Nuttall comes from a family with a lot of running success. Both her mom and dad were Olympians. Her dad John Nuttall won the individual 1989 NCAA XC title for Iowa State and amassed lifetime pbs of 3:58 mile, 7:36 3k, 13:16 5k, and 28:07 10k and was a 1996 Olympian (semis of 5k). Her mother, Alison Wyeth, may have been even more accomplished. Wyeth was a two-time Olympian and had PBs of 4:03 for 1500, 8:38 for 3000, and 15:00 for 5000. She was 5th at the 1993 Worlds in the 3000 (9th in 1992 Olympic 3000). If that’s not enough, the most accomplished person in the family is Nuttall’s stepmom, Liz McColgan, the 1988 Olympic silver medallist and 1991 world champ at 10,000.
But the biggest addition is Adva Cohen, a juco transfer from Iowa Central. In July, Cohen placed 5th in the steeple at the European Championships for Israel.

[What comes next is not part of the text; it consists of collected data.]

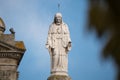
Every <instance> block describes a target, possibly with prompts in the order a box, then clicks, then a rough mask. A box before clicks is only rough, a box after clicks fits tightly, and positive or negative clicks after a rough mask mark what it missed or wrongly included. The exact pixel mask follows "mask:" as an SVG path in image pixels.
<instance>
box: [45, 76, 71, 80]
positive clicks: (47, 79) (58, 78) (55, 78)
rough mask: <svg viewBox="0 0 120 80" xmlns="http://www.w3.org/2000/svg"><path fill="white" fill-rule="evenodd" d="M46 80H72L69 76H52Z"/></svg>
mask: <svg viewBox="0 0 120 80" xmlns="http://www.w3.org/2000/svg"><path fill="white" fill-rule="evenodd" d="M47 80H72V79H71V78H70V77H69V76H64V75H52V76H50V77H48V79H47Z"/></svg>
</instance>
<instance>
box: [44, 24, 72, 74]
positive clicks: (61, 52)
mask: <svg viewBox="0 0 120 80" xmlns="http://www.w3.org/2000/svg"><path fill="white" fill-rule="evenodd" d="M46 47H47V48H48V50H49V53H50V56H51V74H52V75H67V71H68V54H67V53H68V51H69V50H70V49H71V39H70V35H69V30H68V26H67V25H66V24H65V23H62V24H61V25H56V24H54V23H52V24H51V25H50V28H49V32H48V38H47V44H46Z"/></svg>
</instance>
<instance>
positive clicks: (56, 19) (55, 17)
mask: <svg viewBox="0 0 120 80" xmlns="http://www.w3.org/2000/svg"><path fill="white" fill-rule="evenodd" d="M61 23H62V17H60V16H56V17H55V24H57V25H60V24H61Z"/></svg>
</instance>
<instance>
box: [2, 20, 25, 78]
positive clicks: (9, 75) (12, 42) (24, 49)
mask: <svg viewBox="0 0 120 80" xmlns="http://www.w3.org/2000/svg"><path fill="white" fill-rule="evenodd" d="M0 28H4V29H5V25H4V22H3V21H2V19H0ZM3 32H4V31H3V30H1V34H0V80H18V79H17V78H18V71H17V68H18V66H19V63H20V61H21V59H22V57H23V55H24V52H25V46H24V43H23V42H22V41H15V34H12V33H11V34H4V33H3Z"/></svg>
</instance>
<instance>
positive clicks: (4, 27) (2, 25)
mask: <svg viewBox="0 0 120 80" xmlns="http://www.w3.org/2000/svg"><path fill="white" fill-rule="evenodd" d="M0 31H2V32H4V31H5V24H4V22H3V20H2V18H1V17H0Z"/></svg>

Her time of 9:29.74 would put her #5 in NCAA history — only Courtney Frerichs, Jenny Simpson, Emma Coburn, and Colleen Quigley have run faster.
Similar to Oregon, this is a very transfer-heavy and international-heavy roster. Of UNM’s prospective top seven — Kurgat, Kelati, Prouse, Negron, Martin, Nuttall, and Cohen — five are transfers and five are international students (there is some overlap as four are international students and transfers).
Franklin knows it will be difficult for this year’s squad to match the accomplishments of the 2015 group that scored 49 points at NCAAs — “that team was special in so many ways” — but he knows the Lobos can be very, very good.
“On paper, it’s potentially better than last year’s team,” Franklin says. “We have a lot more options for 5-6-7 than what we did last year.”
That’s why the Lobos are our preseason pick as the 2018 NCAA champions. Don’t stress out over it.